La hausse des taux d’intérêt pèse non seulement sur les budgets publics mais aussi sur les propriétaires de logements, l’endettement étant généralement élevé dans les deux cas. La question centrale qui se pose à cet égard est bien sûr la suivante: taux fixe ou taux variable? Rien d’étonnant donc à ce que bon nombre d’investisseurs s’interrogent actuellement sur l’évolution future de la valeur de leurs biens immobiliers. Voici brièvement quelques réflexions à ce sujet:

  • Les Suisses sont les champions du monde de l’endettement hypothécaire. Mais heureusement, la plupart des biens immobiliers dans notre pays sont financés de manière conservatrice, tous les acteurs ayant tiré des enseignements de la traumatisante crise immobilière des années 1990.
  • En comparaison internationale, la valeur de l’immobilier en Suisse est relativement stable, car elle est soutenue par plusieurs facteurs: la persistance de la pression migratoire, le désir individuel d’accroître la surface habitable nette, l’attrait des emplacements dans les centres urbains et les primes de rendement relativement élevées par rapport aux emprunts d’État.
  • Pour la première fois depuis longtemps, les locataires tirent profit de la hausse des taux d’intérêt hypothécaires. Au début de 2021, les propriétaires bénéficiaient encore d’un rabais moyen de 15,5% sur leurs biens. Mais cet avantage financier a disparu avec le revirement des taux, un phénomène qui réjouit de nombreux locataires (majoritaires à hauteur de quelque 60% dans la population) et pourrait également induire une certaine détente sur le marché suisse du logement.
  • Les biens logistiques proches des centres urbains comptent toujours parmi les perles rares très recherchées sur le petit marché helvétique de l’immobilier commercial. La semaine dernière, plusieurs  entrepreneurs m’ont confirmé que ce «caractère rare» soutenait la valeur de tels objets.
  • Néanmoins, aucun pays n’est une île, pas même la Suisse. Les importantes dépréciations des actifs immobiliers aux États-Unis, en Australie, en Nouvelle-Zélande, en Angleterre et bien sûr en Chine constituent un signal d’avertissement qu’il convient de surveiller de près.

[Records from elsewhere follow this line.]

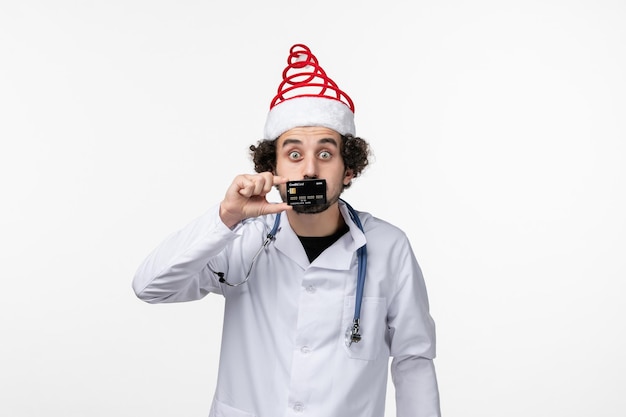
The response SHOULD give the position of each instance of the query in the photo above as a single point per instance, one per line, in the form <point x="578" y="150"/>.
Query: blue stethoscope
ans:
<point x="352" y="333"/>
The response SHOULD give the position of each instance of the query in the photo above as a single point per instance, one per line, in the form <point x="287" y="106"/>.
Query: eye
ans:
<point x="325" y="155"/>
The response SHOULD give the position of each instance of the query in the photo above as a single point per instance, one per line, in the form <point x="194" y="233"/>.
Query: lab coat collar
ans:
<point x="340" y="257"/>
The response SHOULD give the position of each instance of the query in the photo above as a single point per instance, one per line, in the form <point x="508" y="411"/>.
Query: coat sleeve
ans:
<point x="177" y="270"/>
<point x="412" y="332"/>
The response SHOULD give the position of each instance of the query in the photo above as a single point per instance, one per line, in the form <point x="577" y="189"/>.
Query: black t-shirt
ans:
<point x="313" y="246"/>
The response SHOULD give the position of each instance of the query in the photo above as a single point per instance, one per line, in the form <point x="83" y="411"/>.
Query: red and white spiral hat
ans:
<point x="308" y="97"/>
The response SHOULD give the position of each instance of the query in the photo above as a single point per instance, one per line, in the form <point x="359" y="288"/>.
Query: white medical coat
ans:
<point x="283" y="343"/>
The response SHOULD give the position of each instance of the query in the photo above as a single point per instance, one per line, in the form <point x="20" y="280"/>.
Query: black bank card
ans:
<point x="306" y="192"/>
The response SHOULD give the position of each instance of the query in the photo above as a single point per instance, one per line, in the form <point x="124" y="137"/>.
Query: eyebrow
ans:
<point x="299" y="142"/>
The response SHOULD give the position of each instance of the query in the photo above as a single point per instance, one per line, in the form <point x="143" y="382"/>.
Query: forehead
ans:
<point x="308" y="134"/>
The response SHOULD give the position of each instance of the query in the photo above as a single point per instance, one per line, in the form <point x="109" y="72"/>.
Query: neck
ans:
<point x="319" y="224"/>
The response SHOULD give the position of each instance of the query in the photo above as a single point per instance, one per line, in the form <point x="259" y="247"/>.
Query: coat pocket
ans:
<point x="219" y="409"/>
<point x="373" y="324"/>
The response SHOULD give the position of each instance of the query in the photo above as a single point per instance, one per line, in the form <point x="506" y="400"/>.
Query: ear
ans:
<point x="348" y="176"/>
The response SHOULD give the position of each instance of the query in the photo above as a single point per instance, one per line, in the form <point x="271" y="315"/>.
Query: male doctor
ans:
<point x="318" y="296"/>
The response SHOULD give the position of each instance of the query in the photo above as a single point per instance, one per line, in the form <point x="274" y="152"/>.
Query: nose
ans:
<point x="309" y="167"/>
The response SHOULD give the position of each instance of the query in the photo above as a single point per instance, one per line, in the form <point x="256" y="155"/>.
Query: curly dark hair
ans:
<point x="354" y="151"/>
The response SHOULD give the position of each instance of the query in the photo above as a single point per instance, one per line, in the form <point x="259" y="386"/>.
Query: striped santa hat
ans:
<point x="308" y="97"/>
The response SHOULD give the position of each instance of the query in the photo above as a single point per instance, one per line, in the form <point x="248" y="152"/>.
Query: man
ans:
<point x="317" y="295"/>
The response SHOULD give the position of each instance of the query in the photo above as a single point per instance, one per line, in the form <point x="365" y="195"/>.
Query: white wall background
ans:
<point x="499" y="136"/>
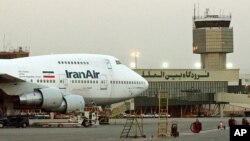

Si la Suisse n’est pas une île, elle peut néanmoins être considérée comme une sorte de «péninsule». Dans ce contexte, je recommande à tous les investisseurs intéressés de lire l’étude «Moniteur immobilier Suisse» publiée par mon collègue Fredy Hasenmaile et son équipe.

2. Les bénéficiaires de la tempête

Bonne nouvelle: l’inflation a déjà dépassé son zénith dans certains domaines. Mauvaise nouvelle: ce n’est pas le cas dans d’autres secteurs, comme celui des services. Il semble que les taux d’intérêt disposent encore d’une marge de progression, mais inférieure à celle que nous avons observée jusqu’à présent. Pour 2023, nous misons sur des rendements des capitaux d’environ 1.3% en Suisse et d'environ 3.7% aux États-Unis1. Heureusement, nous ne sommes plus très loin de ces niveaux.

D’ailleurs, un coup d’œil rapide sur les facteurs d’inflation que sont la pandémie et la guerre russo-ukrainienne en dit long. Tant les taux de fret mondiaux (qui se sont envolés sous l’effet de la crise sanitaire) que les prix du pétrole et du gaz en Europe ont déjà diminué de bien plus de 50% depuis leur pic, comme le montrent les graphiques 3 et 4. Rien qu’au cours des douze derniers mois, les taux de fret mondiaux ont baissé de quelque 62% en moyenne.

Alors que les investisseurs attendent le pic de l’inflation et le creux de la conjoncture, il est judicieux de jeter un coup d’œil sur les marchés obligataires. Les turbulences boursières y ont généré des opportunités de rendement intéressantes, en particulier dans le cas des emprunts des pays émergents en monnaie forte.

Attrait des obligations des marchés émergents

En bref: le rendement des obligations asiatiques investment grade (IG) a triplé depuis mars 2020, pour atteindre environ 6% actuellement2. La dernière fois qu’il s’est élevé à un niveau similaire, c’était pendant la crise financière mondiale, mais les bilans soustendant ces titres sont nettement plus robustes qu’à l’époque. Des ratios solides tels qu’un rapport endettement net/EBITDA3 de 1,8 seulement ou un rapport EBITDA/charges d’intérêts de 12,4 reflètent des modèles commerciaux sains et financés de manière conservatrice.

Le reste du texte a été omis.